この時点で私は、最も安全な対策として、出発日を2月25日しよう、と決断した。搭乗前の14日間隔離は「3月1日から施行」ということなので、その施行前の2月25日のほうが入国がより確実になるだろうと考えたのだ。幸いにも、2月25日以降にカンボジアでのライブや音楽イベントの予定はなかった。チケットも変更できた。

ここまでやると、問題は「今からPCR検査などをやって2月25日のフライトに間に合うのか」ということだ。問い合わせると「2月23日に検査に来い」となった。このPCR検査で陰性の証明書をもらい大使館で申請し、「入国OK」を意味するスマホアプリ「健康QRコード」を緑色に光らせることができれば、ようやく私は中国に入国できる。

デジタル化が進んだ検査手続きに驚く

検査の有効期間や申請時間を考え、23日にPCR検査、24日に結果受け取り、25日午前に中国大使館で申請という流れで進めることにした。そして23日にプノンペンの検査場に行くなり、びっくりさせられた。100人を優に超える人間が並んでいて、「ここは中国か!」と思うほど全員中国人なのだ。案内のアナウンスや現地スタッフまで全員、中国語を話している。中国語がわかる私には楽だ。

PCR検査陰性の証明書をゲット! ところが後々これが出国手続きで障害に……(写真・筆者撮影)

ところが、整理番号をもらうのに数時間、それを持って実際に検査に並ぶのに数時間……。気がつけばもう半日仕事になっていた。ただ、待たされたものの、検査自体はあっという間に終わった。途中で「日本人だよね? 行き先は中国でいいの?」と何度か確認された。このご時世、有効な労働ビザを持っている日本人がカンボジアから中国に飛ぶということはとても珍しく、またこの検査場で中国人以外の外国人がいることがすでに珍しかったのだろう。

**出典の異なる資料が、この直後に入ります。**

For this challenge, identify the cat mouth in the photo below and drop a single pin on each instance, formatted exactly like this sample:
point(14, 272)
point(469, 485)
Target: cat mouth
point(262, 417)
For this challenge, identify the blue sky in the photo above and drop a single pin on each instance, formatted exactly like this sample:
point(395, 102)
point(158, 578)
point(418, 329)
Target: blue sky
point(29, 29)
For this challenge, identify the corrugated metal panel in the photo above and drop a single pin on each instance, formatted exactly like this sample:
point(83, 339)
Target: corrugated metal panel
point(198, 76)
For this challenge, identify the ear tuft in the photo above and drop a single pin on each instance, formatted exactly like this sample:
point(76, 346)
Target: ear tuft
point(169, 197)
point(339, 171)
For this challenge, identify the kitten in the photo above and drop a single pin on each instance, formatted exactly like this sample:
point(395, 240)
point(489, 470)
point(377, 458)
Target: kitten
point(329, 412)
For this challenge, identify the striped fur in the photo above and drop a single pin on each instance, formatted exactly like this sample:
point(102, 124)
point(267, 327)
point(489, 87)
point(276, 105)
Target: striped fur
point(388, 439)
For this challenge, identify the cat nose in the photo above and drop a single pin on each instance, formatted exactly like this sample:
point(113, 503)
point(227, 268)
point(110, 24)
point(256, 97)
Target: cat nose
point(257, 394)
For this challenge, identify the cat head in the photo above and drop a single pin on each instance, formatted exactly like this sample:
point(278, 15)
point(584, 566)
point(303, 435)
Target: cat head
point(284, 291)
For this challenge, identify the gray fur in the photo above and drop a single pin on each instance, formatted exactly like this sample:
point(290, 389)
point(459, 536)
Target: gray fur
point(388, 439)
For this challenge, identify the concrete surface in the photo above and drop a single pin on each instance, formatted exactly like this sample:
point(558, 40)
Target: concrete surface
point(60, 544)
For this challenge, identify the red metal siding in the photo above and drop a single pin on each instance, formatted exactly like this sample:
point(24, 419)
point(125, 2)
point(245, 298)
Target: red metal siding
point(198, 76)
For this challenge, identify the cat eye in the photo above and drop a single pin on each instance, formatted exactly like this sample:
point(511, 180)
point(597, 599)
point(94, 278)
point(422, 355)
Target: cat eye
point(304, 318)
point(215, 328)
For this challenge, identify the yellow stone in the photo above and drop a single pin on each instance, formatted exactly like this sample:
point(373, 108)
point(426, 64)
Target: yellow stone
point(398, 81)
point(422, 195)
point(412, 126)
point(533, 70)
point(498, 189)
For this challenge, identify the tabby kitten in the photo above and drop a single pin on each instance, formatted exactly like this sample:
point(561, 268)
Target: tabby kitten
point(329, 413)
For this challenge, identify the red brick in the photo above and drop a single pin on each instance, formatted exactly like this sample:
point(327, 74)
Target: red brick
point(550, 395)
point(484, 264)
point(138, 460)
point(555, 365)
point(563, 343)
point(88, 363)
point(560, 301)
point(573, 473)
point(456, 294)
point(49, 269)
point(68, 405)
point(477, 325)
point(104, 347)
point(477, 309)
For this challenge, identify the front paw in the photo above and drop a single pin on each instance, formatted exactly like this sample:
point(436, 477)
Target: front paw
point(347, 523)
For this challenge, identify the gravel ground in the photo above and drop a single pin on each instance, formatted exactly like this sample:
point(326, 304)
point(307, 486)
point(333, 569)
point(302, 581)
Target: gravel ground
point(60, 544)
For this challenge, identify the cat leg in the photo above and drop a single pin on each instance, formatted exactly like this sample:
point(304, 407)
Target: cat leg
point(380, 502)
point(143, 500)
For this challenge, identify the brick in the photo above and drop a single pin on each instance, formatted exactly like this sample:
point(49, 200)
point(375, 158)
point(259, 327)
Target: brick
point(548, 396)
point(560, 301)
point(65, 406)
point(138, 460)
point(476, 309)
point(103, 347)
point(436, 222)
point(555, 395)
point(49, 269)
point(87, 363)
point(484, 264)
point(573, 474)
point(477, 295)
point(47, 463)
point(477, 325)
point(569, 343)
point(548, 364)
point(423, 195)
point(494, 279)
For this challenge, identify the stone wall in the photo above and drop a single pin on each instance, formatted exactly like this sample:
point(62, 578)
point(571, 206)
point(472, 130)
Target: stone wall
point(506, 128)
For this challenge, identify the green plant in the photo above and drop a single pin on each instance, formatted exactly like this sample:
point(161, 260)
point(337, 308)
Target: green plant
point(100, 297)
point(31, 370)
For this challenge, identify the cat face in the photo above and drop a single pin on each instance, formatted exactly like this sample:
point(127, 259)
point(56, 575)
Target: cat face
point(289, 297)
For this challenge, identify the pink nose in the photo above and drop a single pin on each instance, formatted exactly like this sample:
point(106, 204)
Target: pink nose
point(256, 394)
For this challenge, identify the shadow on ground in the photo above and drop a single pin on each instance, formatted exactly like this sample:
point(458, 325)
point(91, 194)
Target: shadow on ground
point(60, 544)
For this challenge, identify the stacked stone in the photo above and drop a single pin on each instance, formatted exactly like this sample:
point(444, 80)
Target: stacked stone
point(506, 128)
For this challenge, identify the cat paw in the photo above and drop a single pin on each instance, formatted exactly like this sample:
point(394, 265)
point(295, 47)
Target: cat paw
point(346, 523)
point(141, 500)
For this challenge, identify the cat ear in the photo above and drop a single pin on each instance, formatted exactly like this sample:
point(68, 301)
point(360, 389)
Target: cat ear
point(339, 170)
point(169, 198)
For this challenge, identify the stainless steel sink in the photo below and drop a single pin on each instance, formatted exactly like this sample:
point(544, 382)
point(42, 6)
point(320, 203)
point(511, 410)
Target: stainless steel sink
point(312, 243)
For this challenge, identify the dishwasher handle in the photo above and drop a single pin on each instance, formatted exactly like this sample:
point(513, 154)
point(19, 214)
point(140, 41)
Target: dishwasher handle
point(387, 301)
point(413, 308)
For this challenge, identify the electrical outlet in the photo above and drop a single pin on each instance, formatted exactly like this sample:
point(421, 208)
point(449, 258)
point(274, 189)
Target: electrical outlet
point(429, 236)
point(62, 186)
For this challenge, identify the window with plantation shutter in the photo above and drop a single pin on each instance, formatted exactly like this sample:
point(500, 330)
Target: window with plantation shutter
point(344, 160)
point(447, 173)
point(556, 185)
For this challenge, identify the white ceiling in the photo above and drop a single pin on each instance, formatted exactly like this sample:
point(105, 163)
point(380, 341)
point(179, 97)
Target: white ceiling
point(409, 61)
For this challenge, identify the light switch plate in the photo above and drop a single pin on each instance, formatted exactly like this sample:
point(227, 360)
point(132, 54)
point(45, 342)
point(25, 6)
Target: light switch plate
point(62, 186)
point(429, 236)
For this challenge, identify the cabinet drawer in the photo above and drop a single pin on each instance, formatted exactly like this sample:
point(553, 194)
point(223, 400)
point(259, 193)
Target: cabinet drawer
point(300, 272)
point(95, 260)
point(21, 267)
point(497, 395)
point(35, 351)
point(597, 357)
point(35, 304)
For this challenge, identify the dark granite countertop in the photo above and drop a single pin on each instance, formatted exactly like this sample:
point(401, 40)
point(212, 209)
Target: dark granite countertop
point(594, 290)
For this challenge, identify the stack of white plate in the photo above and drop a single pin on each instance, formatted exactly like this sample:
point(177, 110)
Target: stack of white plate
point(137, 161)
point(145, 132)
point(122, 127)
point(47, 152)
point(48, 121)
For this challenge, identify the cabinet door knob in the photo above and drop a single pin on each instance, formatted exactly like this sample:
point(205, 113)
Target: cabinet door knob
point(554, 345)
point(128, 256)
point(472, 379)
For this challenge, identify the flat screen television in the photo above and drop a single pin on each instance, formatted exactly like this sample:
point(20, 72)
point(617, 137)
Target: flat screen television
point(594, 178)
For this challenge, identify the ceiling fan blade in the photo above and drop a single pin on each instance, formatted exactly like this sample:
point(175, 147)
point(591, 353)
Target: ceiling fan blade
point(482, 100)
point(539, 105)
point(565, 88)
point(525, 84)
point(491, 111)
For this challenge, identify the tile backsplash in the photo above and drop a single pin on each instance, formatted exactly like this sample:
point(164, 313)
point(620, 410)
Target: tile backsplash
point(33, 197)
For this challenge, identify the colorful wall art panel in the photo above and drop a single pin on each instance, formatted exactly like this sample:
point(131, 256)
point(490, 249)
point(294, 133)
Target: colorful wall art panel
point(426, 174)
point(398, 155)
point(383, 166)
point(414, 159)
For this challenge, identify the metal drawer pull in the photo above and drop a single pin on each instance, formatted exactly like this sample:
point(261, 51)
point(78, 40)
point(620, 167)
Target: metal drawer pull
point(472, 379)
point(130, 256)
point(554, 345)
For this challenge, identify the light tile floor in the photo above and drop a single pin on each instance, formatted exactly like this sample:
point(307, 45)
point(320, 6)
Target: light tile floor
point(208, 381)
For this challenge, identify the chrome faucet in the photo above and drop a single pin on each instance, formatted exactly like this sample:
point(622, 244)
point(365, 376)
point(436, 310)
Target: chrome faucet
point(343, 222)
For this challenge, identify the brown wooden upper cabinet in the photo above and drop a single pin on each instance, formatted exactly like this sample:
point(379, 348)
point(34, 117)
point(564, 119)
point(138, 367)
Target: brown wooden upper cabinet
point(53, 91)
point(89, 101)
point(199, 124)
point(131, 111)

というわけで翌日。夕方5時に同じ会場に行って無事に陰性証明をゲット! しかし、この証明書が後に大きな問題を引き起こすことになるとは、この時点ではわかっていなかったのである。

証明書を受け取って帰ろうと思ったら、中国人が何やらこの写真を撮って携帯で色々やっているので質問してみた。「明日これ持って大使館行って緑色健康QRコードもらうんだよね?」「え?大使館なんか行かないよ」。

IT先進国の中国、これをネットで申請するということは十分考えられる。ネットでの申請をどうやるのか聞いたら、中国のSNSメッセンジャー「WeChat」にあるアプリで登録しているようだ。WeChatは中国で生きていくためには必需アプリなので、私も持っている。その中国人がすいすいとミニアプリを使えるようにしてくれたのだが、やってみるとこれはどうやら中国人だけしか使えない。